Introduction to Ethereum High-Level Languages

The EVM is a virtual machine that runs a special form of code called EVM bytecode, analogous to your computer’s CPU, which runs machine code such as x86_64. We will examine the operation and language of the EVM in much more detail in [evm_chapter]. In this section we will look at how smart contracts are written to run on the EVM.

While it is possible to program smart contracts directly in bytecode, EVM bytecode is rather unwieldy and very difficult for programmers to read and understand. Instead, most Ethereum developers use a high-level language to write programs, and a compiler to convert them into bytecode.

While any high-level language could be adapted to write smart contracts, adapting an arbitrary language to be compilable to EVM bytecode is quite a cumbersome exercise and would in general lead to some amount of confusion. Smart contracts operate in a highly constrained and minimalistic execution environment (the EVM). In addition, a special set of EVM-specific system variables and functions needs to be available. As such, it is easier to build a smart contract language from scratch than it is to make a general-purpose language suitable for writing smart contracts. As a result, a number of special-purpose languages have emerged for programming smart contracts. Ethereum has several such languages, together with the compilers needed to produce EVM-executable bytecode.
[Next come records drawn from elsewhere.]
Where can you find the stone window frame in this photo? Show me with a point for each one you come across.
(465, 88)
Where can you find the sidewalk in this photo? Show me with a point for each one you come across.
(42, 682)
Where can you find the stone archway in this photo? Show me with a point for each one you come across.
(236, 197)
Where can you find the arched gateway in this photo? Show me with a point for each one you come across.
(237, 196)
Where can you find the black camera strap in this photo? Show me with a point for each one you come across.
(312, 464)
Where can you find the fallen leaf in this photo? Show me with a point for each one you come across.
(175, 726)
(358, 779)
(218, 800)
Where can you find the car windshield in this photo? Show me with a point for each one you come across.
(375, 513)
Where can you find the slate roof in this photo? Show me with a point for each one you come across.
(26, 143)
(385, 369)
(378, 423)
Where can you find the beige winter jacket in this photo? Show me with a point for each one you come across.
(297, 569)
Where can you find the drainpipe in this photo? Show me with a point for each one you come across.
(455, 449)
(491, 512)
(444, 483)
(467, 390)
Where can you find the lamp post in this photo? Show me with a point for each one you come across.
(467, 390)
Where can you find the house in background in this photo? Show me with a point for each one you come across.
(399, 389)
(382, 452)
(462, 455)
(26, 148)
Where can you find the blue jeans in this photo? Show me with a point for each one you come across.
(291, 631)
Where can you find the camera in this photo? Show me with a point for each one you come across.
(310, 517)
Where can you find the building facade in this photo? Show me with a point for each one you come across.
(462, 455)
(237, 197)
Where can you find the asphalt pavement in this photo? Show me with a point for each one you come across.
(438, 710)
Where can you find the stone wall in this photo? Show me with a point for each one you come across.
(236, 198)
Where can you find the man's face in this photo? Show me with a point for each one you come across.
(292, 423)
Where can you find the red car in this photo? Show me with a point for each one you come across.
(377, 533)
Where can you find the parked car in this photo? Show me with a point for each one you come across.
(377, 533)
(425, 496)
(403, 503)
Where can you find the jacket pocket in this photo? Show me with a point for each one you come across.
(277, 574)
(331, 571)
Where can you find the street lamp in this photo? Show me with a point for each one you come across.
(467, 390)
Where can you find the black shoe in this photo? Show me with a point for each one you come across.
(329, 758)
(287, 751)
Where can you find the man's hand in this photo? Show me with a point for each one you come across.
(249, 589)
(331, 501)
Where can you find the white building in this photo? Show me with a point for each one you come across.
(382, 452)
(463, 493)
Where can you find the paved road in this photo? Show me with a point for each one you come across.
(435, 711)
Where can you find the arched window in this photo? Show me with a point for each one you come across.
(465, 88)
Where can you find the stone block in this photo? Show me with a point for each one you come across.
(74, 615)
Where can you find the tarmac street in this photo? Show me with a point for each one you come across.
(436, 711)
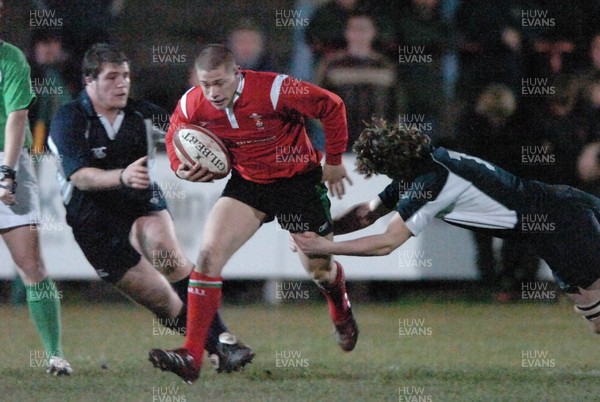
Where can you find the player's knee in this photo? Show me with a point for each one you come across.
(320, 271)
(595, 325)
(168, 261)
(591, 312)
(31, 267)
(210, 261)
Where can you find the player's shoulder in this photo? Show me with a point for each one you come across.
(261, 79)
(11, 52)
(68, 115)
(145, 108)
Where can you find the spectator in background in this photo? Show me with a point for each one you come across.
(54, 82)
(423, 37)
(325, 31)
(588, 163)
(246, 41)
(20, 207)
(588, 167)
(492, 45)
(489, 131)
(587, 108)
(362, 77)
(555, 135)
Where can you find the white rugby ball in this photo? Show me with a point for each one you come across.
(195, 144)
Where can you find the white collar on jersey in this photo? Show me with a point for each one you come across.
(229, 108)
(240, 88)
(112, 129)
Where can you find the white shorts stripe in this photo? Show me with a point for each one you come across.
(276, 88)
(27, 209)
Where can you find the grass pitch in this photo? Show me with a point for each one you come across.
(425, 350)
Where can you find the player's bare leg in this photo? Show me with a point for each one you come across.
(328, 274)
(154, 237)
(229, 225)
(587, 303)
(148, 287)
(43, 298)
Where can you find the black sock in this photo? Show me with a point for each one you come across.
(181, 288)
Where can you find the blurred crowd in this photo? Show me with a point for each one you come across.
(515, 82)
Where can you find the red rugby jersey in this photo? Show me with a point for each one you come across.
(264, 131)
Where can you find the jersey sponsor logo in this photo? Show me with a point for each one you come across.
(458, 156)
(323, 227)
(258, 121)
(99, 153)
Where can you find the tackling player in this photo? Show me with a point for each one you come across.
(560, 222)
(118, 215)
(20, 209)
(276, 172)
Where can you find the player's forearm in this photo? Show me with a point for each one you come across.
(354, 219)
(359, 216)
(14, 137)
(94, 179)
(375, 245)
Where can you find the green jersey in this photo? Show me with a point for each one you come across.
(15, 87)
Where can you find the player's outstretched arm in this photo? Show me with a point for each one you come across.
(359, 216)
(382, 244)
(334, 176)
(196, 173)
(135, 176)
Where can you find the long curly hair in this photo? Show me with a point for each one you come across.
(393, 150)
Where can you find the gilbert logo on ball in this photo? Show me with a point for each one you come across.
(194, 144)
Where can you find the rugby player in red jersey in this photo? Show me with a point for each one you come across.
(276, 172)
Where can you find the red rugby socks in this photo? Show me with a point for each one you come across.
(337, 298)
(204, 299)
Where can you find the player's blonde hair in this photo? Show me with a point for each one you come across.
(213, 56)
(393, 150)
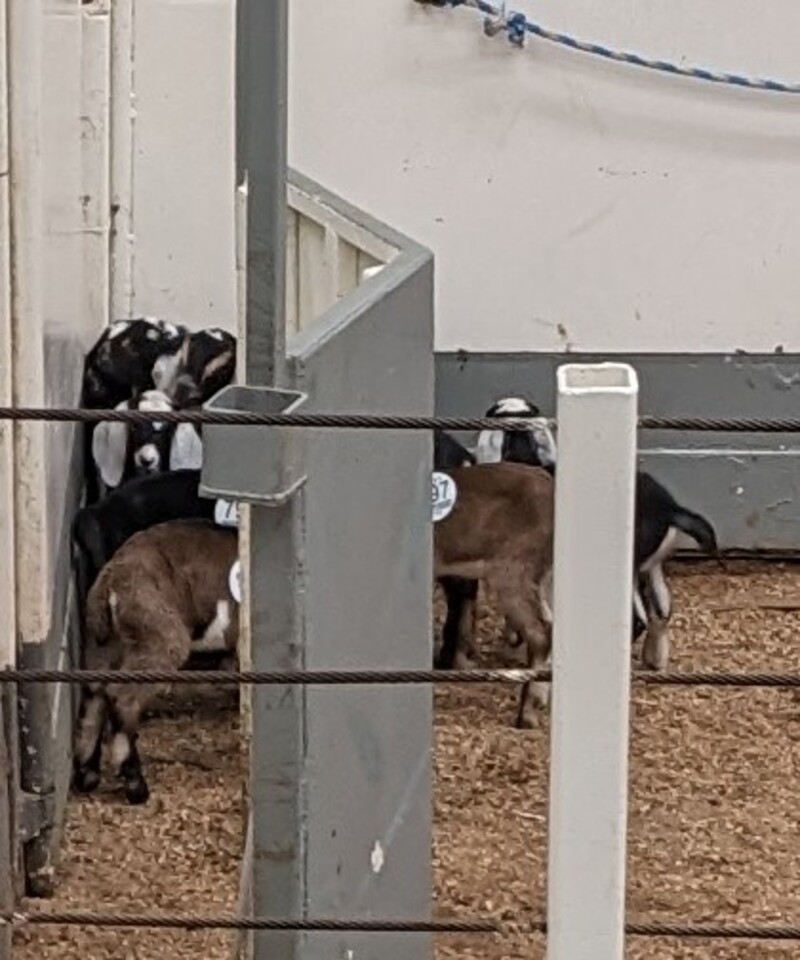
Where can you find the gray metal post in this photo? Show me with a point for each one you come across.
(278, 713)
(261, 98)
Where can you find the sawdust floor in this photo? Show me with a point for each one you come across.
(715, 784)
(714, 803)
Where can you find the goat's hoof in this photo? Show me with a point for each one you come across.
(85, 781)
(136, 792)
(463, 662)
(658, 665)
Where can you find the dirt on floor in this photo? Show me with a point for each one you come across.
(714, 802)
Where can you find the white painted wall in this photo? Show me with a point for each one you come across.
(57, 274)
(174, 168)
(569, 201)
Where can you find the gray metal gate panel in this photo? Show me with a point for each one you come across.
(367, 604)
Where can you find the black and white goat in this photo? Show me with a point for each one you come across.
(659, 523)
(534, 446)
(122, 451)
(204, 364)
(460, 594)
(120, 364)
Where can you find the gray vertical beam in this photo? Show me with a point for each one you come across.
(6, 848)
(278, 713)
(261, 98)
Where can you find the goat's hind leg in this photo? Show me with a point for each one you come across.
(125, 716)
(525, 615)
(458, 632)
(658, 599)
(88, 744)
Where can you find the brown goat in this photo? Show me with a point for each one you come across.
(500, 530)
(164, 593)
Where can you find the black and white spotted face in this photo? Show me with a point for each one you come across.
(119, 365)
(204, 365)
(150, 442)
(536, 446)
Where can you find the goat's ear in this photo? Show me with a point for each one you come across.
(109, 447)
(186, 449)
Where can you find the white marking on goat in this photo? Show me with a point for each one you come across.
(165, 371)
(489, 448)
(235, 581)
(376, 858)
(90, 729)
(214, 637)
(216, 364)
(661, 591)
(665, 550)
(186, 449)
(147, 458)
(118, 327)
(444, 494)
(512, 405)
(154, 400)
(120, 749)
(638, 605)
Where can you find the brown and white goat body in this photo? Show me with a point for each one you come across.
(500, 530)
(164, 594)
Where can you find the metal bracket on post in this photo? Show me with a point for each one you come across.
(593, 602)
(260, 465)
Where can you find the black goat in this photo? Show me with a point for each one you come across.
(205, 363)
(118, 367)
(121, 451)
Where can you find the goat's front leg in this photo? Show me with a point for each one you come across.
(535, 630)
(125, 718)
(655, 649)
(87, 749)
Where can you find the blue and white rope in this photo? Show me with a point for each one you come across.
(517, 26)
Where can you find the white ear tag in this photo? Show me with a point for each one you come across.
(443, 495)
(226, 513)
(235, 581)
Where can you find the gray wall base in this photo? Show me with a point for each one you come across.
(748, 485)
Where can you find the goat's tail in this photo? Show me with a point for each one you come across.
(699, 529)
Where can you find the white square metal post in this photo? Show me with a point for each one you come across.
(593, 600)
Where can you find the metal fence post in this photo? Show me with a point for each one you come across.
(593, 576)
(278, 720)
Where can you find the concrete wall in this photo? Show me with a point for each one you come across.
(57, 105)
(570, 202)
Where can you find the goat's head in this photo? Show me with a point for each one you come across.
(534, 446)
(120, 363)
(150, 447)
(205, 363)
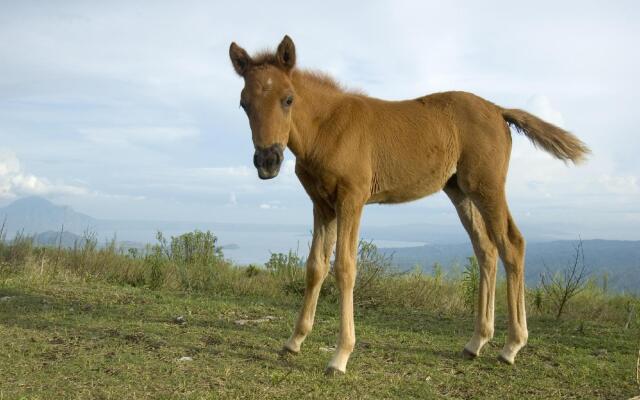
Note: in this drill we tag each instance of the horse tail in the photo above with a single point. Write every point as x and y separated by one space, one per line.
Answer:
560 143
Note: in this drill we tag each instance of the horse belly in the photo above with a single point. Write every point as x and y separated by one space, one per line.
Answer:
413 183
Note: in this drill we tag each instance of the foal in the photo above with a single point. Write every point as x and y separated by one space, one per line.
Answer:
353 150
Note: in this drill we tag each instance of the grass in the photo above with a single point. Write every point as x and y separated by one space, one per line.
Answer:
66 339
94 322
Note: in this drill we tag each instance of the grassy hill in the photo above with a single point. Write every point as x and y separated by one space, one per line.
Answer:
95 323
618 259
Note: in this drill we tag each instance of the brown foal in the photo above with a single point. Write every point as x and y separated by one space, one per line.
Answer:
352 150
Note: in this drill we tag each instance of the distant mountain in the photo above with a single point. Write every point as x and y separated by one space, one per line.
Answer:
620 259
35 214
54 239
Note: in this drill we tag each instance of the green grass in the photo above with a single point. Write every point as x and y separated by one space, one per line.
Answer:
72 338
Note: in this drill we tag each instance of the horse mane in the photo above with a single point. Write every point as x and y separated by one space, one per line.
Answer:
266 58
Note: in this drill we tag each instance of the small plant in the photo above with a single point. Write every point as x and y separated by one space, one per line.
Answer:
252 270
371 266
560 287
288 269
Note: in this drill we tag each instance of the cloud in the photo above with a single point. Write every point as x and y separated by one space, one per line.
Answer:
540 106
14 182
149 135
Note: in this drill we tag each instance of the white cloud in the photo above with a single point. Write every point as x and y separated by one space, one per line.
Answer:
540 105
149 135
14 182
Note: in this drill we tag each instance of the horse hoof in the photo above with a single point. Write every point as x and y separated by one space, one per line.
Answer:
505 359
287 352
468 354
331 372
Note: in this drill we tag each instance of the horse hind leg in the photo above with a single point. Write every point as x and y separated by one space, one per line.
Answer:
504 233
487 256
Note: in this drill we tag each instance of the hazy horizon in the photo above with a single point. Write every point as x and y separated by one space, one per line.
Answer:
106 109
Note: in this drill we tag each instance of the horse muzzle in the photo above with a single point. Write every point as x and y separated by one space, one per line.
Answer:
268 160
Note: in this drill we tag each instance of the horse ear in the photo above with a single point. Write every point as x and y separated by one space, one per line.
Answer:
239 58
286 54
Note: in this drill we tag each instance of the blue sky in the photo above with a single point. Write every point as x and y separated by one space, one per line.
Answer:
126 110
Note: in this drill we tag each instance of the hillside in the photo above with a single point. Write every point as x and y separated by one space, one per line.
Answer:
619 259
92 340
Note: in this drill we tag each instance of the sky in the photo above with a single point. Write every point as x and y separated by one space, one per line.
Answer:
129 110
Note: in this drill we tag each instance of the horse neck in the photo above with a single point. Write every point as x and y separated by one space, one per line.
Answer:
315 104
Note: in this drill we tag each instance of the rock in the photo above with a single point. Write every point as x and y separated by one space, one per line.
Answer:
255 321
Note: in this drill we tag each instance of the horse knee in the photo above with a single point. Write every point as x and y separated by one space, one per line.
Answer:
315 273
345 275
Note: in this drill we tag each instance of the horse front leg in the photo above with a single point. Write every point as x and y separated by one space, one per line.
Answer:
348 213
323 242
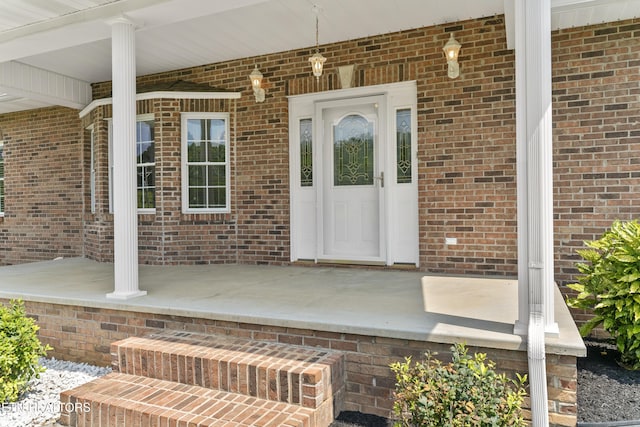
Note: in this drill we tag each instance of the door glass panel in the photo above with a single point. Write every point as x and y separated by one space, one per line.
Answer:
306 153
403 145
353 151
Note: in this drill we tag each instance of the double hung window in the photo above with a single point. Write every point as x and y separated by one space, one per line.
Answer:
205 162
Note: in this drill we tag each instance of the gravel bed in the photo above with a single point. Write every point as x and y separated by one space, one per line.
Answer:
40 406
607 393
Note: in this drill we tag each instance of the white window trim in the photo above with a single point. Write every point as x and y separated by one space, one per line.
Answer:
2 179
139 118
185 173
145 118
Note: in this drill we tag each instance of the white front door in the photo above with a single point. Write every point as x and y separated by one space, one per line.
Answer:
352 191
341 145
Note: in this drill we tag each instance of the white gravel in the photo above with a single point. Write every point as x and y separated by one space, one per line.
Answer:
40 406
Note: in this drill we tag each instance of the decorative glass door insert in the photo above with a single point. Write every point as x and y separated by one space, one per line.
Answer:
353 151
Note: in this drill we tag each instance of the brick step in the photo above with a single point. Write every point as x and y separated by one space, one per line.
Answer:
278 372
118 399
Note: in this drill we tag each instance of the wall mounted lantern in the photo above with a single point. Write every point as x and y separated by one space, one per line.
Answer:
451 51
317 60
256 84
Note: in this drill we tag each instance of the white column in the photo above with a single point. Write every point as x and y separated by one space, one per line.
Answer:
125 217
534 163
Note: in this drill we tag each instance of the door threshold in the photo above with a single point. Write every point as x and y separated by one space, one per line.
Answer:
350 262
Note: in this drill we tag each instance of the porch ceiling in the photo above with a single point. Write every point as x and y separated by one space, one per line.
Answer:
71 38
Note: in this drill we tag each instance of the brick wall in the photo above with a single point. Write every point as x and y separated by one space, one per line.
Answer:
85 334
44 185
596 100
466 148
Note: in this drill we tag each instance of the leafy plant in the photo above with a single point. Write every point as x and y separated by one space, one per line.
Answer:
465 392
610 286
20 350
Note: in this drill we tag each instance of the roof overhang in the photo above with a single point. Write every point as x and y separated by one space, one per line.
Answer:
73 43
162 95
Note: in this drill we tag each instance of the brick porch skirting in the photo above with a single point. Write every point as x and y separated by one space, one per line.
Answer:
85 334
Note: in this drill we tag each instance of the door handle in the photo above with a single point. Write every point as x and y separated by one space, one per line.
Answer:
381 178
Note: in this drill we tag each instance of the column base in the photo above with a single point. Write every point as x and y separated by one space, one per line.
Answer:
125 295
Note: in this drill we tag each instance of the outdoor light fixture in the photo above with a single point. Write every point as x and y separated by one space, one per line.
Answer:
451 50
256 84
317 60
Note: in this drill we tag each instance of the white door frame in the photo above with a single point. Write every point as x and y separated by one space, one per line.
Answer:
382 165
401 231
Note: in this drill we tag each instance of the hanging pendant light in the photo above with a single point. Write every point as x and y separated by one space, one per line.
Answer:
317 60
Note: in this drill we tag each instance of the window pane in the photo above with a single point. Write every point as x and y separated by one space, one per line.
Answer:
217 130
206 163
197 198
306 153
145 158
196 151
353 151
216 175
195 131
217 198
144 131
216 151
403 145
146 152
146 198
197 176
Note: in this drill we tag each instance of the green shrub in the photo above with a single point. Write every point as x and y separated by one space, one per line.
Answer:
20 350
465 392
610 286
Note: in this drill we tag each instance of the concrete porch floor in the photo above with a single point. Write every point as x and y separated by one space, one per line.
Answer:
393 304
In general, programming languages can be classified into two broad programming paradigms: declarative and imperative, also known as functional and procedural, respectively. In declarative programming, we write functions that express the logic of a program, but not its flow. Declarative programming is used to create programs where there are no side effects, meaning that there are no changes to state outside of a function. Declarative programming languages include Haskell and SQL. Imperative programming, by contrast, is where a programmer writes a set of procedures that combine the logic and flow of a program. Imperative programming languages include C++ and Java. Some languages are “hybrid,” meaning that they encourage declarative programming but can also be used to express an imperative programming paradigm. Such hybrids include Lisp, JavaScript, and Python. In general, any imperative language can be used to write in a declarative paradigm, but it often results in inelegant code. By comparison, pure declarative languages cannot be used to write in an imperative paradigm. In purely declarative languages, there are no “variables.”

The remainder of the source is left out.